Things between us haven't been horrible but they also haven't been great for at least two years now; maybe longer. I know that some of it stems from my attitude about certain things. I can be kind of lazy and careless about things, and I am not a neat-freak. All of this has been weighing on him. He's told me that it's not that I don't deserve for him to do nice things for me, he just doesn't feel the desire to do nice things for me. 

I also have a theory that he's depressed about other things, which isn't helping our situation. He is an Army veteran who served in Iraq from 2004 to 2005, which from what I understand was the period when most of the worst fighting took place. The VA diagnosed him as having PTSD and TBI but he refuses to seek treatment. He doesn't think he has a problem. He's definitely not as happy-go-lucky as he was before he went to war. He's always had a somewhat negative attitude but it's gotten a lot worse since he came back.

Sometimes I wonder if his friend provides an escape from stress that I can't provide because she doesn't share in the other stresses of daily life that he and I share... ie. owning a home, paying bills, maintaining and renovating the house, and my insecurities. I wonder if I shouldn't just try my best to let it all go, start with a clean slate of my own. 

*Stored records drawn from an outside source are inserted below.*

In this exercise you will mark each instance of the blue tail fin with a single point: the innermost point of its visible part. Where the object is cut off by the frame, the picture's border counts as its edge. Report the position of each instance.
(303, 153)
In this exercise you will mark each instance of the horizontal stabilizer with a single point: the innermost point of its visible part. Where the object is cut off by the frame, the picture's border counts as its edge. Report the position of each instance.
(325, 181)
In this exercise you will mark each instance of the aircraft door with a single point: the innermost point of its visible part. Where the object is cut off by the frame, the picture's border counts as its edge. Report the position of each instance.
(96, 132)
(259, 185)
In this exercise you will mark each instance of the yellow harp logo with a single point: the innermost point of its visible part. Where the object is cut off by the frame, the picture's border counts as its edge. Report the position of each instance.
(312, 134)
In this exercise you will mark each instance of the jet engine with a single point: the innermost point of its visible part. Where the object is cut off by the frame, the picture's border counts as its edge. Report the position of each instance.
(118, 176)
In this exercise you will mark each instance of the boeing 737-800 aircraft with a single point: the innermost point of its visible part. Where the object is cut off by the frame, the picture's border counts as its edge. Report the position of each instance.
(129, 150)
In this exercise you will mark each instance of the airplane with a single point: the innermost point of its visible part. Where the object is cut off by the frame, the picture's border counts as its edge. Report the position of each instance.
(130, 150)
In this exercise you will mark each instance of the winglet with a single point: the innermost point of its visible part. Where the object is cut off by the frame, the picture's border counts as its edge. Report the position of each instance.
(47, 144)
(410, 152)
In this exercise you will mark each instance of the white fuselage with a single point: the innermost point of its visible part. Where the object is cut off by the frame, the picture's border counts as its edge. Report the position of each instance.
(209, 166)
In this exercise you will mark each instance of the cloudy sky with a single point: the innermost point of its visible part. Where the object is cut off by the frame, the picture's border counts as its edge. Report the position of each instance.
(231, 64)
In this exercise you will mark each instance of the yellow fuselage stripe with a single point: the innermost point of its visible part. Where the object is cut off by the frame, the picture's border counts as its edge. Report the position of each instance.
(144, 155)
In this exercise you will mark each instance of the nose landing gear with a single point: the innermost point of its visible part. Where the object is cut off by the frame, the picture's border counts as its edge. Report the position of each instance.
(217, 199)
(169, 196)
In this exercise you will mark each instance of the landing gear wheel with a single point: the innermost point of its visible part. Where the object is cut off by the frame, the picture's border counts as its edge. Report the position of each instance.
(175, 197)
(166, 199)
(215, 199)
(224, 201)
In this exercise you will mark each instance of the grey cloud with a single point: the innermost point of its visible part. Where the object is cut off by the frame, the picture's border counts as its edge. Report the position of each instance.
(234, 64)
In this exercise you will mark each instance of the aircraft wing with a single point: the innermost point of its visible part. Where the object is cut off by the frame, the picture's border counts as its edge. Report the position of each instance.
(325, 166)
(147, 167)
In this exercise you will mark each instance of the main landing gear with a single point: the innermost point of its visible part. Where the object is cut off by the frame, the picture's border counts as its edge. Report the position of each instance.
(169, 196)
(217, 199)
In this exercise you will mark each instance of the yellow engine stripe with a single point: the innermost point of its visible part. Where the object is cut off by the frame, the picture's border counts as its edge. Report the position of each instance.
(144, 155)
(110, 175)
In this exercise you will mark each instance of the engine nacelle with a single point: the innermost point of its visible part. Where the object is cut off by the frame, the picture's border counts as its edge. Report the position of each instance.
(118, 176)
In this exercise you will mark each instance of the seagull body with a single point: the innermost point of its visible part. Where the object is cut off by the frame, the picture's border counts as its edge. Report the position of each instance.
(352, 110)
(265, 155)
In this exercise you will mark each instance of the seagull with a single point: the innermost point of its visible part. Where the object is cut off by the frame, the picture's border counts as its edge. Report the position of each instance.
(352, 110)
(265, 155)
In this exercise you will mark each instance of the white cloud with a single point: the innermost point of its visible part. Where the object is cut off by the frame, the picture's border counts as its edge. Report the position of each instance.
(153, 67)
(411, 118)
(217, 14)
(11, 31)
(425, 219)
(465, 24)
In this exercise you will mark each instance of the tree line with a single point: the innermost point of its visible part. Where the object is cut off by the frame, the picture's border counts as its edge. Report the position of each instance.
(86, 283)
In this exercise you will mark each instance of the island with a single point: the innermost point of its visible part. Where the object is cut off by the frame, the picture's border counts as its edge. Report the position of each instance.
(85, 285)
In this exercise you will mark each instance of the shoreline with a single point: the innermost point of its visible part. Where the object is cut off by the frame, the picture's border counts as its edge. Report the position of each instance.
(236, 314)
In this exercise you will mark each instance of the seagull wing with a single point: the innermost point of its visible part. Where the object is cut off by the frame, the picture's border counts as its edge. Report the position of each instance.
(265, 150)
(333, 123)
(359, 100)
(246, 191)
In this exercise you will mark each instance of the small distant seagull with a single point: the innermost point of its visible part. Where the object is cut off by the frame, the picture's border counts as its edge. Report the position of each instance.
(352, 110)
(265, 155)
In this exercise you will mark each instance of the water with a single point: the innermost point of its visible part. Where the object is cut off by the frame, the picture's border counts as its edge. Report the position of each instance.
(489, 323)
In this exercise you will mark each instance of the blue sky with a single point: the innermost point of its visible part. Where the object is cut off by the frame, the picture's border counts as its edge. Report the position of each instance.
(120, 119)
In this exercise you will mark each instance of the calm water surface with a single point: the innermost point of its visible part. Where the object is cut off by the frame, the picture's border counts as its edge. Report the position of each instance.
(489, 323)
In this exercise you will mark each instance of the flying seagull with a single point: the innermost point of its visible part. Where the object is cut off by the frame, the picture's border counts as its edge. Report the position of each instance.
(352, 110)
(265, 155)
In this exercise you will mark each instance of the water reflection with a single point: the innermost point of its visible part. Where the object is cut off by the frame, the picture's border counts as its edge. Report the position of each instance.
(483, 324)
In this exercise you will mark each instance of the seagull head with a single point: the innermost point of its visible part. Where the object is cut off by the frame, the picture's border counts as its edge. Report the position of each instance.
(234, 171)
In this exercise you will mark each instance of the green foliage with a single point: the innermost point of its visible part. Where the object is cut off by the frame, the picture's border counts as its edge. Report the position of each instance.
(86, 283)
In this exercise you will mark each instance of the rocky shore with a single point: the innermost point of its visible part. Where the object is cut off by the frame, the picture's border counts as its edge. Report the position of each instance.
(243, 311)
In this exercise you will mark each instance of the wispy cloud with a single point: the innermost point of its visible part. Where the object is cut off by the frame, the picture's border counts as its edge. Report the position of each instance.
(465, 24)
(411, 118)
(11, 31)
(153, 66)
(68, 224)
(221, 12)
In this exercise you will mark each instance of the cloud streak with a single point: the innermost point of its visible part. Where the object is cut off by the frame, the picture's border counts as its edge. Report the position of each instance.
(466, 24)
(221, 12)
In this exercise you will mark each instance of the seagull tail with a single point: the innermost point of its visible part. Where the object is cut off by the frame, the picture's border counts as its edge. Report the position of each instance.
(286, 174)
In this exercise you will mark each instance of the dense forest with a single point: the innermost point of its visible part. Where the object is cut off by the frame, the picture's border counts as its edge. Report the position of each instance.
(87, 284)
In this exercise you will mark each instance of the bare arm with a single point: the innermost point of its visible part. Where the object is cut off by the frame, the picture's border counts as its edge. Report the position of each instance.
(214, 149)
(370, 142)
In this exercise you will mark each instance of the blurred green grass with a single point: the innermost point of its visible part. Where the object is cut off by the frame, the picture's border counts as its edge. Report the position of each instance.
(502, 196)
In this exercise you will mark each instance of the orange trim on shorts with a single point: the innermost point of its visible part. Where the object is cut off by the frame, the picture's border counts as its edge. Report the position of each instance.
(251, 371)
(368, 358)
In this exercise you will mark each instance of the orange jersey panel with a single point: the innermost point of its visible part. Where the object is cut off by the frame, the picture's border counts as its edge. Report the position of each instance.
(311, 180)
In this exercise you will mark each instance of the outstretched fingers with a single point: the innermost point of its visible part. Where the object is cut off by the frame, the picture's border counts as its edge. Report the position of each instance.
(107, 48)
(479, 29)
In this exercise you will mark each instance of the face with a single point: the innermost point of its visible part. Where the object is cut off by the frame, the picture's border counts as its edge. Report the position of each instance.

Maybe if I'm carefree and supportive of his friendship with this woman then he will show me his appreciation by doing sweet, affectionate things for me again.

Lyn, I have apologized to him for any snide comments I made in his friend's presence and I'm trying hard to keep any further comments to myself because I'm starting to realize that this woman is not worth me losing my husband over. It's just that sometimes it's really hard to remember, and be happy and satisfied with the fact that, at the end of the day, he goes home with me. I'm the one who gets to kiss him good night and wake up with him in the morning. I'm the one he wants to make love to and build a future with, regardless of how rocky the foundation may be right now. 

He's assured me over and over that he is in no way attracted to his friend so why can't I just let it go? 

Insecurity is a *****.


----------



## Lyn

You can't let go because you feel threatened. Feeling threatened is fear and fear is irrational; not tot say that being fearful is necessarily for no reason, but when we let fear control us, we get irrational. I know this for a fact, since I am dealing with recovering from my husband's affair. There are good days, okay days and bad days. This is a bad day. I'm sad. I'll never forget it. It has altered us, forever.

Sometimes I feel tremendous fear, something I'm not used to. When I feel that fear...logic and reason are a waste of time because I am having an emotional reaction and I've learned that trying to reason with anyone who is being emotional is a waste of time. I sometimes just have to ride it out.

I still feel threatened by the other woman becasue she specifically set out to take my husband even though she is married, also. She was ready to leave her husband. Her Facebook page is wide open for anyone to read as she continues to look for friendship and she changed her picture to one of her showing cleavage.

There are women out there who want to take other womens' husbands, for sure. It never occurred to me, before, but, there it is.

( 

You have a good heart. I hope your husband appreciates you. He seems ot have a good heart, too.

Lyn


----------



## steve71

IC, I can understand how your man's friendship with this woman could be corrosive. But as scarletblue suggested in her very acute 'niece' observation there are other possible dimensions in close man-woman friendships. 

I have a few treasured women friends - I love their company, we talk like mad, they make me laugh - and yes, they're sexy too - but I could never have an affair with any of them. Somehow it's more like a brother-sister thing: instinctively very close but within clear-cut boundaries.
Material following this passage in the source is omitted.